The court ruling was immediately condemned by water agencies, state bureaucrats and even Governor Jerry Brown who decried the decision as putting a “straightjacket” on his policies to enforce water conservation. But the ruling did nothing of the sort. First, rather than saying all tiered water rates were automatically unconstitutional, the court merely stated that, whatever the methodology used to impose water rates, they must be based on cost of service.

The sin of San Juan Capistrano was its failure to justify its rate structure at all.

Second, local governments have an array of tools available to enforce conservation to deal with California’s current water shortage. Limiting landscape watering to once or twice a week; prohibitions against hosing down driveways or automobiles; rebates to homeowners and businesses to convert landscape to drought tolerate plants; water reclamation; desalination, such as the massive new project in San Diego County; and the list goes on and on.

So if water agencies have sufficient – and legal – tools available to them to incentivize conservation and deter waste, what is the basis for the shrill, over-the-top reaction to the Court of Appeal decision?  Simple. If these agencies are permitted to impose water rates divorced from “cost of service” principles, then they can generate taxpayer funds over their costs and make a “profit” from homeowners – something Proposition 218 was specifically drafted to prevent.

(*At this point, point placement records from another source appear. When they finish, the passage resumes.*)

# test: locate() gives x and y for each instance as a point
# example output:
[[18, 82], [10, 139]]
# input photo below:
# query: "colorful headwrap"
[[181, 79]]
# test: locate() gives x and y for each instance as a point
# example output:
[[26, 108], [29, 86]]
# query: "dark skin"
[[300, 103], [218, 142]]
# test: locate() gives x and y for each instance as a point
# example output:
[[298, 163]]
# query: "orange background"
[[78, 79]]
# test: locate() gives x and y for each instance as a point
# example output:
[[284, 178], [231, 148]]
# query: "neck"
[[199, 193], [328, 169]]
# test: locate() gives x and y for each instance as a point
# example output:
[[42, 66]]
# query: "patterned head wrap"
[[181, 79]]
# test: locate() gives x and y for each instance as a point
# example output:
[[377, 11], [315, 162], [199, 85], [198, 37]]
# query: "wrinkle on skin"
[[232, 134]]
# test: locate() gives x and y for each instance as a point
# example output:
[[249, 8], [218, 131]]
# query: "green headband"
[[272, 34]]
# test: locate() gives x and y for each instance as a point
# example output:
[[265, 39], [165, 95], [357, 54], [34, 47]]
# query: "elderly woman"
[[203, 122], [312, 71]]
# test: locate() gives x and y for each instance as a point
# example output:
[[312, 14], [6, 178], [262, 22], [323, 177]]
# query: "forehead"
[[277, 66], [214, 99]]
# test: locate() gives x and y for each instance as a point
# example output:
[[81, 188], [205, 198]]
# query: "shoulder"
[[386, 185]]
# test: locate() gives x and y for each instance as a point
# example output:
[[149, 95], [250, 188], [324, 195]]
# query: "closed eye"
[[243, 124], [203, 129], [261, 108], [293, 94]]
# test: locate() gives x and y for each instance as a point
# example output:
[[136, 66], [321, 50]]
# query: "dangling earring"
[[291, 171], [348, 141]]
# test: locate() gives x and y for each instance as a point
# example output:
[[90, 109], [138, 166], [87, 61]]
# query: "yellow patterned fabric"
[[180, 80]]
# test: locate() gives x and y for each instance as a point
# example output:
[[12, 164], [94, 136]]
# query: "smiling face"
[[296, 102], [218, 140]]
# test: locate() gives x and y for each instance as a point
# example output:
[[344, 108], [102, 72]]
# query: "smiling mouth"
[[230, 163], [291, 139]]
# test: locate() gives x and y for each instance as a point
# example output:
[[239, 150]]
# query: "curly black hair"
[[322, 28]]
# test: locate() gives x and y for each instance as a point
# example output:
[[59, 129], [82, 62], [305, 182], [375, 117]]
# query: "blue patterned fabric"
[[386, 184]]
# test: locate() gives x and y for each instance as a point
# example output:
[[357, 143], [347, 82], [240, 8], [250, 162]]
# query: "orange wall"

And in the case of Jerry Brown, he didn’t like the ruling because he is desperately searching for a revenue source for his ill-conceived “Twin Tunnels” project which, like his High Speed Rail debacle, simply isn’t ready for prime time.

There is an object lesson here. Droughts may be caused by Mother Nature, but water shortages are created by humans. California is now paying the price for not building new storage and conveyance infrastructure over the last several decades. Rather than complaining about “cost of service” requirements that are founded in common sense and rational policy, California should immediately correct the dereliction of prior political leaders and build what we need for a California in the 21st century.

Jon Coupal is president of the Howard Jarvis Taxpayers Association — California’s largest grass-roots taxpayer organization dedicated to the protection of Proposition 13 and the advancement of taxpayers’ rights.